I use a folder for each, which seems to be the convention.
Does it really make a difference if you're copying them?
What if you want to switch one out? Let's say you go with a new O/R mapper. It will be much easier to just delete the NHibernate folder than to selectively delete DLLs in your Rhino-Tools folder.
Take this to it's logical conclusion and you won't have any folder organization in your lib folder since everything uses log4net :)
Add additional probing paths to your app.config files to locate the dependency dlls. This way your can get away with having just one copy of everything you want. Though there are some quirks to using this feature (you must create the folder structure in a certain way). Look here for more details on the tag.
I will definetly recommend having a thirdparty or vendor folder in each of your project trees. If you find it annoying to have 32 copies of the rhino-tools package, you can have a single copy of it in your code repository, and do external references to it in your project tree.

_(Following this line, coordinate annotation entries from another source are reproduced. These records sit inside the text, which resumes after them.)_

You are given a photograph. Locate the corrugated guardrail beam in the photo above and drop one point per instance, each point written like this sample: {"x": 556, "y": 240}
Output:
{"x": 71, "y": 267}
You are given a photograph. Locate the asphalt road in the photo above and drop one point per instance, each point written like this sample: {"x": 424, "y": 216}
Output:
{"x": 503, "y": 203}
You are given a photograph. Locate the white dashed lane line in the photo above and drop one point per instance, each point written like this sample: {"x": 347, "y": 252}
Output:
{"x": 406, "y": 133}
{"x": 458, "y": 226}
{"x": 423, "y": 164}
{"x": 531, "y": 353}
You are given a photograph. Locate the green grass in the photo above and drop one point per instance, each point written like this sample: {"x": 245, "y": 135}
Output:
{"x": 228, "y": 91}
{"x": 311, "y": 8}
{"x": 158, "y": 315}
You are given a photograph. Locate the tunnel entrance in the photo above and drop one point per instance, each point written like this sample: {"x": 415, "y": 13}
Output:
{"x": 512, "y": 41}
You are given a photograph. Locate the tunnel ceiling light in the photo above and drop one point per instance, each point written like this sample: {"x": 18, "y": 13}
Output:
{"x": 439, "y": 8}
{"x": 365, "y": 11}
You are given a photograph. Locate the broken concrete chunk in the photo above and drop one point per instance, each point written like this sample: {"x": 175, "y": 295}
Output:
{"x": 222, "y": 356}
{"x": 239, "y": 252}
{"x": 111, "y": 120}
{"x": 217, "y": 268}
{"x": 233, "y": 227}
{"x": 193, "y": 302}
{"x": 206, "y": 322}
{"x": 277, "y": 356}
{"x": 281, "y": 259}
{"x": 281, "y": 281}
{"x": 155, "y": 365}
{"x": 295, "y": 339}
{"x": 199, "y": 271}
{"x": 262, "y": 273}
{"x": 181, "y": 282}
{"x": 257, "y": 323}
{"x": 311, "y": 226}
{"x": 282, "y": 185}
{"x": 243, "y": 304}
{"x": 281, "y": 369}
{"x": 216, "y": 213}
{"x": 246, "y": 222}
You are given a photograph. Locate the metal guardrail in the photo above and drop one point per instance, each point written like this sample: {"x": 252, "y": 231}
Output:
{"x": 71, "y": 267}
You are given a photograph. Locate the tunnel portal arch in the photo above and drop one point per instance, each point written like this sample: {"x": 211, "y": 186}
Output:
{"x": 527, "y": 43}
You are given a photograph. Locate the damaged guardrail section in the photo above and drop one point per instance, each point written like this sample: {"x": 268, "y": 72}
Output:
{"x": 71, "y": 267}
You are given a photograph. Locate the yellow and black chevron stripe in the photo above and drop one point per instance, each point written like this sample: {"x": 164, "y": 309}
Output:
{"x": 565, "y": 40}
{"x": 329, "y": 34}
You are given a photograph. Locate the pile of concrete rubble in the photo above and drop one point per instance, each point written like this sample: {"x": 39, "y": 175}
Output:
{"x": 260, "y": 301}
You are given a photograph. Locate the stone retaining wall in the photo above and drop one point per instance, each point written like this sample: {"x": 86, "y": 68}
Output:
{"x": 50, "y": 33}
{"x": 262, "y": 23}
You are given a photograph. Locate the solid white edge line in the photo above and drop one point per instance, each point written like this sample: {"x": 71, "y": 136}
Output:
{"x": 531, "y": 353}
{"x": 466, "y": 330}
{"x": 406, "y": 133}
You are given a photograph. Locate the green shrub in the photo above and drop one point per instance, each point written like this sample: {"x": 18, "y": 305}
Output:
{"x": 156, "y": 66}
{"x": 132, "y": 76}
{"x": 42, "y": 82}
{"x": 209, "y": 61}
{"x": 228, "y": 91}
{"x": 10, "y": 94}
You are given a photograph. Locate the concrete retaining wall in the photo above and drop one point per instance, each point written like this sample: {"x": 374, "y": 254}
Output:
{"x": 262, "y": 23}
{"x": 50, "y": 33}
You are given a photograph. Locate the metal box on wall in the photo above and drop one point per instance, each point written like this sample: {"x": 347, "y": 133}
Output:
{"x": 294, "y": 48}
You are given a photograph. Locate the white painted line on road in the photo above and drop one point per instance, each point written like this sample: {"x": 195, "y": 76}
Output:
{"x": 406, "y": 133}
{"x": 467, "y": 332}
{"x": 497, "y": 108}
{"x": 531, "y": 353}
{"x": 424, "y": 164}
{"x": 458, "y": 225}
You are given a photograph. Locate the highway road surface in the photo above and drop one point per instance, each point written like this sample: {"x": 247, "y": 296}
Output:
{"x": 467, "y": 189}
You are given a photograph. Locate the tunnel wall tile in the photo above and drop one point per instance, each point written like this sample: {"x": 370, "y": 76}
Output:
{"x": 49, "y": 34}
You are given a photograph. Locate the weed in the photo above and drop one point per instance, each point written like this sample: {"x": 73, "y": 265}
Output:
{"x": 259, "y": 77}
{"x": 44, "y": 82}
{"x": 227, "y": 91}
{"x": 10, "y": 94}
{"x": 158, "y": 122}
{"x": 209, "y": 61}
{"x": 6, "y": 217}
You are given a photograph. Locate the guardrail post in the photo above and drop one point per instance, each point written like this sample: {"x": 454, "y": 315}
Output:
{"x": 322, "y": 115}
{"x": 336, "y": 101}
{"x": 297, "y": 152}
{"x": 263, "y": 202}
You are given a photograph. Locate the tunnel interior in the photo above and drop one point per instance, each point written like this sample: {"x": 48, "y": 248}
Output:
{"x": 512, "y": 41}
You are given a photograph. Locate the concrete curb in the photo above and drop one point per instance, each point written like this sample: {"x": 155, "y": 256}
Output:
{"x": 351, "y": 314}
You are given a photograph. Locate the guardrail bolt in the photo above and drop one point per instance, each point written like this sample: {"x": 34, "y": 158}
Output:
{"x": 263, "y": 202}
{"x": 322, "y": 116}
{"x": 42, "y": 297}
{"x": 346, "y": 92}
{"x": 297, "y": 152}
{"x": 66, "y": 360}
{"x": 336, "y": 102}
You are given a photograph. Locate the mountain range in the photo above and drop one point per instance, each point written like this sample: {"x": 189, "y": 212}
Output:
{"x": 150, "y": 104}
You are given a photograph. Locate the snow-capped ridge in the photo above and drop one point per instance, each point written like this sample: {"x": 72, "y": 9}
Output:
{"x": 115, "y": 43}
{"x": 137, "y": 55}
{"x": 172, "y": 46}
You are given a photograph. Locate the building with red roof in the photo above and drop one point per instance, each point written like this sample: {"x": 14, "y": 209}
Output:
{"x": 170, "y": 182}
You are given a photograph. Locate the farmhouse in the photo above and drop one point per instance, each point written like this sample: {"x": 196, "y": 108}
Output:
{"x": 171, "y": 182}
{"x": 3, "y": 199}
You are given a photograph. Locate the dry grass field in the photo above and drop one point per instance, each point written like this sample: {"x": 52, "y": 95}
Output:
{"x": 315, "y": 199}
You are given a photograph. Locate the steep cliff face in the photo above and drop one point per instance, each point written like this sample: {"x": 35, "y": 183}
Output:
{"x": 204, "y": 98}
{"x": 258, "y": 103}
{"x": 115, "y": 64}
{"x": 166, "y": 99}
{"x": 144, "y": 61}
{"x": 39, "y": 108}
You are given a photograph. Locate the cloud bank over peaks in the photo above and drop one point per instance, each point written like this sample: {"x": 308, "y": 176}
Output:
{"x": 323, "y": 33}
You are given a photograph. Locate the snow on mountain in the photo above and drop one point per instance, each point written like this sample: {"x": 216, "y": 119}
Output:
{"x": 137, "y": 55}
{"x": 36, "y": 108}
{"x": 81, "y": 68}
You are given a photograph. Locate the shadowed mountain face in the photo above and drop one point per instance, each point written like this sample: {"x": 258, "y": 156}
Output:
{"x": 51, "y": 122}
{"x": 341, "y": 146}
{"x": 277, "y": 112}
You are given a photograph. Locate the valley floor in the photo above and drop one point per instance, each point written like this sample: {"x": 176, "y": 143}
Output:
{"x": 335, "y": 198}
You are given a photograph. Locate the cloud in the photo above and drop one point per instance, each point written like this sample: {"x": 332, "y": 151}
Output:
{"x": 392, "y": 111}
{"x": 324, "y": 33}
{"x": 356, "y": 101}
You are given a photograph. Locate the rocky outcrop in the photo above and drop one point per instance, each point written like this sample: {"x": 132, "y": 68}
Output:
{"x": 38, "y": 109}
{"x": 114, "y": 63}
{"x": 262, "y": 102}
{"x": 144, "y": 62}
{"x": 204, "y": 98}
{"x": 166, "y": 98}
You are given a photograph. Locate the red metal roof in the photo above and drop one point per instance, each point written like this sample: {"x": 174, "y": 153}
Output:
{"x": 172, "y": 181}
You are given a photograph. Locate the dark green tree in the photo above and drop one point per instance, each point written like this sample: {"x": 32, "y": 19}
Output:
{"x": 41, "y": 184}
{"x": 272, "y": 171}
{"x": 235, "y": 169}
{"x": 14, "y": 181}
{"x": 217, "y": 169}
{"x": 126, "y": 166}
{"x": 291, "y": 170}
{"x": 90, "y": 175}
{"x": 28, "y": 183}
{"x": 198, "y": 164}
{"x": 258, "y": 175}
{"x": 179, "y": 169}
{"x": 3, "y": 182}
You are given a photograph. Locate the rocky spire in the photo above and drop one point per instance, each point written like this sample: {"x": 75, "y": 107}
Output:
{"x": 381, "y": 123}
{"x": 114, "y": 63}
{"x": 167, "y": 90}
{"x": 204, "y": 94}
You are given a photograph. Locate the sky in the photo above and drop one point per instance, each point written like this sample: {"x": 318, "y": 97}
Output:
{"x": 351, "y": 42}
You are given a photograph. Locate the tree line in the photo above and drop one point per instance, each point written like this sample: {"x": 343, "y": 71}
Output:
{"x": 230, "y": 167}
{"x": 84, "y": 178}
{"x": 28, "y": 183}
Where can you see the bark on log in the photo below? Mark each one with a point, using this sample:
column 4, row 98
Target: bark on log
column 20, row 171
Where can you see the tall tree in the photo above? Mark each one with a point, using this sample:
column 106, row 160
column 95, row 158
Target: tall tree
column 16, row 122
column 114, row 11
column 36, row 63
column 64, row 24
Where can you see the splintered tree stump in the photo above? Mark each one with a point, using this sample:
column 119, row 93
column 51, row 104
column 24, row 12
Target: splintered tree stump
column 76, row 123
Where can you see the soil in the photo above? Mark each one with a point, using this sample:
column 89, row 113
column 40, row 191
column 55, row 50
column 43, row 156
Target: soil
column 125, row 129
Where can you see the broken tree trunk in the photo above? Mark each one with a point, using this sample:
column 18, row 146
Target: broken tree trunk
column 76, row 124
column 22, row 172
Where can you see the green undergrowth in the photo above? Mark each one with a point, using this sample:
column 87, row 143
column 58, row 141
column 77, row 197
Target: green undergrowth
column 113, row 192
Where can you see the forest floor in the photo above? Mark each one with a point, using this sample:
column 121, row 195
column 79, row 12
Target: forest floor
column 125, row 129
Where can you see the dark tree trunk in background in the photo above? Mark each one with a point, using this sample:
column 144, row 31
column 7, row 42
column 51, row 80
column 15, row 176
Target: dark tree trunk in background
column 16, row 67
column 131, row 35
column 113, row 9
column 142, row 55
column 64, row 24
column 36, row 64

Lets say you are using SVN, you can make a repository called "thirdparty libs" and in this have versioned copies of the libs. You then make an external property on your "thirdparty"-folder in your project tree which then in turn automaticly will do a check out of your centralized thirdparty libs. This way you for instance only have to update in one place if a security or a bugfix comes out, but each project is still in command of choosing which thirdparty libs, and which versions to use.
About the deps internally in thirdparty libs, i wouldn't mind those. The first time you compile your project, and some of the libs arent copied to your bin-folder because of implicit dependencies you can add an external attribute into your bin-folder, which will then automaticly check out the missing libs. That way you still only have to update your thirdparty libs in one place.